3.3. Molecular Structure Construction and Optimization

As the first step of model development, molecular structure files were constructed for each individual compound included in the training and validation datasets. For the 106 compounds included in this study, the molecular structures were extracted mainly from the US National Library of Medicine TOXNET ChemIDplus Database (TOXNET) [44]. In rare cases where the files were not available from the TOXNET, they were extracted from the National Institute of Standards and Technology’s Chemistry WebBook [45] and SciFinder® [46]. These molecular structure files were graphically transformed and optimized in the HyperChem® Molecular Modeling System [47]. The molecular mechanics calculations involved in the optimization were performed first using MM+ force field to optimize the molecular geometries with lower optimization accuracy, and then the semi-empirical calculations were carried out using the routines AM1 to complete the full geometry optimization with higher accuracy.

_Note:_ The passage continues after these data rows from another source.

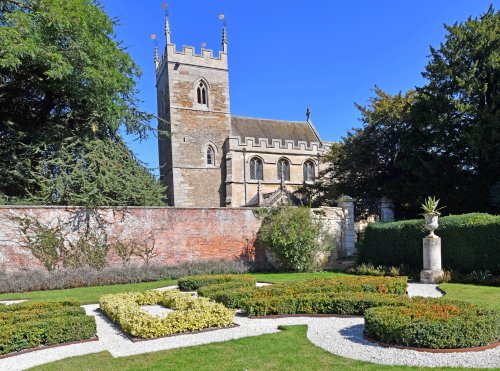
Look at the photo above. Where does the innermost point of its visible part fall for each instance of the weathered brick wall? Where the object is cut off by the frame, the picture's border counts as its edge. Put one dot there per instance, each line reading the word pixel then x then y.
pixel 177 234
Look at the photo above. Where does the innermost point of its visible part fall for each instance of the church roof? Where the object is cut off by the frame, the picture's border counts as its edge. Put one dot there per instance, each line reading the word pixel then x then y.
pixel 247 127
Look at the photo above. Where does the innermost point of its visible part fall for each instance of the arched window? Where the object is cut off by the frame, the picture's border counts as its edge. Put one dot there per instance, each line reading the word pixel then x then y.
pixel 256 171
pixel 308 171
pixel 202 93
pixel 210 156
pixel 283 169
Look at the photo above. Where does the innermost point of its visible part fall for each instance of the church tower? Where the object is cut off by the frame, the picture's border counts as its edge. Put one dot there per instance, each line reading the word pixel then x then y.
pixel 194 123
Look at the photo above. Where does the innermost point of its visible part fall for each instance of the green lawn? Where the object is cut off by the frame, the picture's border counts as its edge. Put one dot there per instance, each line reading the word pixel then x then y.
pixel 286 350
pixel 486 296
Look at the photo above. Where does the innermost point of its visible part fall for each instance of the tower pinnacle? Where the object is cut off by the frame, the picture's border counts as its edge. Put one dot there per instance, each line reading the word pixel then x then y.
pixel 157 57
pixel 167 28
pixel 224 33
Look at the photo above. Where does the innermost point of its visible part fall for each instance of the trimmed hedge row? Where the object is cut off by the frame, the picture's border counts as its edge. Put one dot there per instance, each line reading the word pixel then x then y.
pixel 433 323
pixel 245 296
pixel 469 242
pixel 354 303
pixel 191 283
pixel 25 326
pixel 190 313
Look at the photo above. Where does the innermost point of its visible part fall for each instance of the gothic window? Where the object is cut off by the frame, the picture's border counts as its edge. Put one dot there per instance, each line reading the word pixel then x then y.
pixel 308 171
pixel 256 171
pixel 202 93
pixel 210 156
pixel 283 169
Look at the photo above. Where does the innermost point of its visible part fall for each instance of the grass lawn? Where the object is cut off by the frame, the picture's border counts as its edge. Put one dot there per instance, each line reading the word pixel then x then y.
pixel 486 296
pixel 286 350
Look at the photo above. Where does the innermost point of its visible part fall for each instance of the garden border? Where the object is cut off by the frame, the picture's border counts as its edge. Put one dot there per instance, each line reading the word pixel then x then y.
pixel 43 347
pixel 434 350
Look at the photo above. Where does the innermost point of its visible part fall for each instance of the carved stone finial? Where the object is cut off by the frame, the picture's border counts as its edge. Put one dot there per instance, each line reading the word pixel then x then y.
pixel 224 39
pixel 167 28
pixel 157 58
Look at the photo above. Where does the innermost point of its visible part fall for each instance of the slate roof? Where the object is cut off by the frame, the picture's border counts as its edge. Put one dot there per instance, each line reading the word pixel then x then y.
pixel 247 127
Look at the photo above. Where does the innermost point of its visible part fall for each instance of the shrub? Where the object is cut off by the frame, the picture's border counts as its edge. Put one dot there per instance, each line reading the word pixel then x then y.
pixel 354 303
pixel 28 325
pixel 470 242
pixel 239 297
pixel 296 238
pixel 63 278
pixel 191 283
pixel 433 323
pixel 190 313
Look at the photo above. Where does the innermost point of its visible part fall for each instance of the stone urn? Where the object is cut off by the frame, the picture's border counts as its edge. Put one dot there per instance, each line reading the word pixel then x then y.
pixel 431 223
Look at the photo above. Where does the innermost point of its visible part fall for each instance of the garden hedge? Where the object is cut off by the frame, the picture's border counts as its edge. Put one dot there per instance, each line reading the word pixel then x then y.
pixel 190 313
pixel 25 326
pixel 353 303
pixel 433 323
pixel 244 296
pixel 191 283
pixel 470 242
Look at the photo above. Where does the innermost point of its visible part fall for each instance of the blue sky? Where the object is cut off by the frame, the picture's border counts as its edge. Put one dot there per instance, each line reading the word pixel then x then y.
pixel 287 55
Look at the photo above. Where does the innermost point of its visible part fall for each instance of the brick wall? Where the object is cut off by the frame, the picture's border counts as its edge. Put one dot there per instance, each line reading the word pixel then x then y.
pixel 177 234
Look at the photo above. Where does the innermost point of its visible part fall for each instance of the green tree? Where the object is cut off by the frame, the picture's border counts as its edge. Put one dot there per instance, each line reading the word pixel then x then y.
pixel 442 139
pixel 67 89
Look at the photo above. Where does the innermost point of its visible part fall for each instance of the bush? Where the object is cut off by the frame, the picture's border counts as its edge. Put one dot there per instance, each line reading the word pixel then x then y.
pixel 354 303
pixel 433 323
pixel 190 313
pixel 296 238
pixel 63 278
pixel 470 242
pixel 191 283
pixel 24 326
pixel 240 297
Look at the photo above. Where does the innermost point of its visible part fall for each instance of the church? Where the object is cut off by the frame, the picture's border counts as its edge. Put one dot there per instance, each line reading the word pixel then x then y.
pixel 212 158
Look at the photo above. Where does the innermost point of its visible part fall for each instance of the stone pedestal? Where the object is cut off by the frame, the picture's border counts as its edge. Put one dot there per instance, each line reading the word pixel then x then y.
pixel 348 233
pixel 432 260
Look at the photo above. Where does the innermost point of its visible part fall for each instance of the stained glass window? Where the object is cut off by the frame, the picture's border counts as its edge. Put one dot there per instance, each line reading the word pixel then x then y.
pixel 283 169
pixel 256 171
pixel 308 171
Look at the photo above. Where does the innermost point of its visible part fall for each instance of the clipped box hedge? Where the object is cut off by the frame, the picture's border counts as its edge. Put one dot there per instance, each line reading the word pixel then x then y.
pixel 190 313
pixel 239 297
pixel 433 323
pixel 190 283
pixel 29 325
pixel 470 242
pixel 352 303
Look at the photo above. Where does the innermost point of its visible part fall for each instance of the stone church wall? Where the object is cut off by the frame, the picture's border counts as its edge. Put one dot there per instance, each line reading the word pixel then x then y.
pixel 173 235
pixel 177 234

3.4. Molecular Descriptor Calculation

In the next step, the Dragon® software [24] in version 5.5 was used to calculate the molecular descriptors for all the compounds according to their optimized molecular structure. A newer release of Dragon® was available and had been applied in the development of QSAR. For example, Chavan et al. [48] employed Dragon® 6.0 in their investigation of the possibility of establishing a global QSAR model for acute toxicity based on a database of 436 chemicals. In this study, however, version 5.5 of the software was employed, as it allowed us to follow the definition and algorithm underlying the calculation of specific molecular descriptors in order to characterize the molecular properties with these descriptors, which was essential to interpreting the transdermal movement behavior of molecules in the epidermal skin. The definition and relevant algorithmic details for all molecular descriptors in Dragon® 5.5 may be found, as indicated in its user manual, in the Handbook of Molecular Descriptors [49] and the Molecular Descriptors for Chemoinformatics [50]. The Dragon® software in version 5.5 could calculate up to 3,224 descriptors for every molecule. However, some molecular descriptors gave the same numerical values for all explored compounds, and in the MLR model they were indistinguishable in terms of a correlation with the dependent variable for the explored dataset. As a result these descriptors were excluded from the MLR model construction. With their removal a total of 1530 molecular descriptors remained as the candidates of the regressor variables for the MLR model of log Kp.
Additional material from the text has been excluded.